The traditional view is that God created a perfect world, called it “good,” and then Adam and Eve messed it up; by disobeying, they introduced evil and death into the world. We’ve discussed before that the existence of a tree of life in a world with no death is oxymoronic, and that Adam and Eve don’t seem fazed by the concept of death when it’s discussed by God and the serpent.
But if God created the world without sin or evil, what’s the serpent doing there? If the serpent is Satan, then he’s the one introducing sin and evil into the world, isn’t he? If he’s just a serpent – which is what the text literally says; if we’re willing to use metaphor to argue for the serpent being Satan, why not use metaphor for the whole story? – then God created the world with animals who not only can talk but have the capacity to deceive, which is characteristic of evil, not good.
Of course, all of that is problematic only if we’re taking the story as literal, historical, objective truth, but it’s not intended to be any of those things. But if the historical, factual basis behind the doctrine of original sin is gone, how do we account for suffering and evil? So we get back to the theodicy problem – God created the world “good,” but he didn’t make it perfect. Why not? Well, that’s a totally separate post. Let’s just assume the factuality of the statement for now.
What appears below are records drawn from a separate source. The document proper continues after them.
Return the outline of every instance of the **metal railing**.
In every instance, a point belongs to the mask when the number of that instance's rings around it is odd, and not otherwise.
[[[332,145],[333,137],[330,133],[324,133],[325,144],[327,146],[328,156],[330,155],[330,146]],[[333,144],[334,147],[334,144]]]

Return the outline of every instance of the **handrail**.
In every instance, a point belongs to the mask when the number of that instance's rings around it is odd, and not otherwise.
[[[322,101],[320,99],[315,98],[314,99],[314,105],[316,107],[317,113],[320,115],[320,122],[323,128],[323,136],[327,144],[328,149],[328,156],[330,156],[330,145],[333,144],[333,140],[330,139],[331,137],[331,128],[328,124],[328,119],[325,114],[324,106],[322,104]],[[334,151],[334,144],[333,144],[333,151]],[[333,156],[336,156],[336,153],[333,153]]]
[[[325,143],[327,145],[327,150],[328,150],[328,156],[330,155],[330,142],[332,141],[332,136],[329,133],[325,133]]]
What that means for us is that when Paul talks about creation groaning for release in Romans 8, that includes us. Like everything else on this planet, we eagerly await the time when God comes to make things right. Until then, we are prisoners in our bodies of death (Romans 7). The many verses cited to argue for the existence of a sin nature become statements of fact not theological premises.
That vocabulary change is important – for our view of God and our view of our children. It means less that Jesus died to save us from God and more that he died to set us free from sin and death. We move away from penal substitutionary atonement and toward Christus Victor (I recommend Richard Beck’s discussion of what exactly that is).
And our children stop being inherently evil and stubborn and start being trapped and enslaved. They stop being objects of wrath and become people to be pitied. They stop needing repression and conquering; they start needing guidance and love.
And that should make a big difference in how we raise them.